Los resultados tampoco serían mucho más auspiciosos en la vereda de los liceos selectivos. La homogeneización de estudiante aventajados en centros educativos segregados tendrá un efecto “burbuja”, que tampoco es ideal para la preparación para los entornos diversos y plurales que caracterizan el mundo de hoy. A la promesa espuria de que solo por estar en dicho liceo se accederá a una especie de elite, se sumará también un inevitable sesgo academicista.

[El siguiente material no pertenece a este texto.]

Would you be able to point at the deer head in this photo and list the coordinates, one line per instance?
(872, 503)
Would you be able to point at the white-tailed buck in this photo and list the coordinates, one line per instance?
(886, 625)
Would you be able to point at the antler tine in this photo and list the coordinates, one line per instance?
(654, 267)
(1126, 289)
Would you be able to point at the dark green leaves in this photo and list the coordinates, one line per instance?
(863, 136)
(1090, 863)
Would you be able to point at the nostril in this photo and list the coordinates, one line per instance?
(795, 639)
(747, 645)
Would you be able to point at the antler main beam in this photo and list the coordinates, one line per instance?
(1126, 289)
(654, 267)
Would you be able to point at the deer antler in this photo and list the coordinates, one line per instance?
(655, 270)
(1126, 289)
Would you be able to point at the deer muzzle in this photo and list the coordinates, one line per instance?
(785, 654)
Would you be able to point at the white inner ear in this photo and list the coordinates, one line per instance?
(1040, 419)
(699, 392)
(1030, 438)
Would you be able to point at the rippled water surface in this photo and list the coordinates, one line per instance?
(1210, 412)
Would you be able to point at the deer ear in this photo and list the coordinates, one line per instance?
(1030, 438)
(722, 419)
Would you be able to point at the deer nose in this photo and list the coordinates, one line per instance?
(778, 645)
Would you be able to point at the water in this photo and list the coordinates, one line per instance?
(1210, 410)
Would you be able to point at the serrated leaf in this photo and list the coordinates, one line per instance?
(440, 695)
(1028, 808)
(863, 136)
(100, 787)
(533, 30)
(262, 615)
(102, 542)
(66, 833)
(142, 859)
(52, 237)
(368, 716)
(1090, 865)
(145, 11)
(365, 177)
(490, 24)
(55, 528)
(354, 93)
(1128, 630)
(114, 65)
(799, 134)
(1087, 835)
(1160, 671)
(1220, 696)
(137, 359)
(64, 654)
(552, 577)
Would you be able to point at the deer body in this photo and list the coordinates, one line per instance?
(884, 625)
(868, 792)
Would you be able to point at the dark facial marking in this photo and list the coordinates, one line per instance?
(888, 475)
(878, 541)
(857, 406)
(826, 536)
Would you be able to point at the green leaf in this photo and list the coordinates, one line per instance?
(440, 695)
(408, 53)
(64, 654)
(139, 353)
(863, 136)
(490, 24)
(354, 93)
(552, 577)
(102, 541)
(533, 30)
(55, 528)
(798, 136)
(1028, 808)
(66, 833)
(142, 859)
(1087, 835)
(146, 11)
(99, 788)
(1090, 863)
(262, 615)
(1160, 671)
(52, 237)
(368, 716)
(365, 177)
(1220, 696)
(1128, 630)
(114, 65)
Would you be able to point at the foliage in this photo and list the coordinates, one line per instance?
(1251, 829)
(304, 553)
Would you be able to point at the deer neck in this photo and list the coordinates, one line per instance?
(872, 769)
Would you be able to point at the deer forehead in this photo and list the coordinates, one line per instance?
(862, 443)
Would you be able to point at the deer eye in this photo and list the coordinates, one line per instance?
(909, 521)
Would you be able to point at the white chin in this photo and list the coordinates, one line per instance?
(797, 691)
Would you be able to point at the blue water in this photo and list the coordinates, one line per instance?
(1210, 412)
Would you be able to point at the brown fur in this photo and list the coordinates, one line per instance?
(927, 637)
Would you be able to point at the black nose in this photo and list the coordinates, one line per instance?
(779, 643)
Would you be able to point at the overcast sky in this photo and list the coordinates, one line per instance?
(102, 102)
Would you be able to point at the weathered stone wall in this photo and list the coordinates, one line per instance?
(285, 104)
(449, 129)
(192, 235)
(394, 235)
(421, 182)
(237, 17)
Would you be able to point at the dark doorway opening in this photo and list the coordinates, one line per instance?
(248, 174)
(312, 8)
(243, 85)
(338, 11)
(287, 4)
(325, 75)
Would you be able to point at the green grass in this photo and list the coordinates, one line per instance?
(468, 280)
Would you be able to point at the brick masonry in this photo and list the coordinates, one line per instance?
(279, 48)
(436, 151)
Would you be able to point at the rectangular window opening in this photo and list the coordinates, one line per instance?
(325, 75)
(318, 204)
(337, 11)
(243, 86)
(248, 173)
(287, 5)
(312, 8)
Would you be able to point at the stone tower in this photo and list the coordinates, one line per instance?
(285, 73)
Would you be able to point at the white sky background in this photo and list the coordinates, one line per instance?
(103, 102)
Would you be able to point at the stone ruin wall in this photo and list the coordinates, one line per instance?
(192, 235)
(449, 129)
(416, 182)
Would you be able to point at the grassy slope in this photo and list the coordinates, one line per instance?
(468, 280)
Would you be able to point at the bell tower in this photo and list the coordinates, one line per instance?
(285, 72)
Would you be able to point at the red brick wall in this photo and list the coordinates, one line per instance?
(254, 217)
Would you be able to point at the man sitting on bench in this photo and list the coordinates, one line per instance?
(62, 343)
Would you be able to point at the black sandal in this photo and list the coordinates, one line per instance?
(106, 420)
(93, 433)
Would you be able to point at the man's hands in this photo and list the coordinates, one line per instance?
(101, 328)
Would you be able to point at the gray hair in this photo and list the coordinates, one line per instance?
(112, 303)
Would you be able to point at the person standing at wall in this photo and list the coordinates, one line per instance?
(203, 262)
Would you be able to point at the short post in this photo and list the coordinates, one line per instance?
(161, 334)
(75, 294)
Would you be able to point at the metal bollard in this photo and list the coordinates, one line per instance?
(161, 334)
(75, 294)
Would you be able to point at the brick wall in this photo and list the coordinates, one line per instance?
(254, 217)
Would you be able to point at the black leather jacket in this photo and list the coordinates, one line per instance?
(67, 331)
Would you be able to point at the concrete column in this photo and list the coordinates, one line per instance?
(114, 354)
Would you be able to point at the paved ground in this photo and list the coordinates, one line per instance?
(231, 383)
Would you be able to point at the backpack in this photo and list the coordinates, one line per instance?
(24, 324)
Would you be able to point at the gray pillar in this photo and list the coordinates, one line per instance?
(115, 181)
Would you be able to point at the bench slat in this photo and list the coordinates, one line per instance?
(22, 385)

Los liceos de excelencia tenderán a la formación de alumnos un poco unidimensionales, habituados a convivir solo con gente parecida, y educados (desde su misma selección) en torno a una idea de éxito desde una perspectiva solo individual.

El sistema educacional que reclama la sociedad actual es uno completamente distinto, que tienda a un país más integrado, donde todos tengan acceso a los beneficios del desarrollo, no solo unos pocos que logran ingresar a una especie de “elite”. Un sistema que nivele efectivamente hacia arriba, no uno que, para beneficiar a unos pocos, debe sacrificar a otros muchos. Lo mejor que podemos hacer para lograrlo es seguir avanzando en esa línea, no dejarnos enceguecer por voladores de luces que plantean que, a través de la segregación, vamos a llegar más rápido, pues ese camino solo nos conduce a un objetivo que no queremos alcanzar.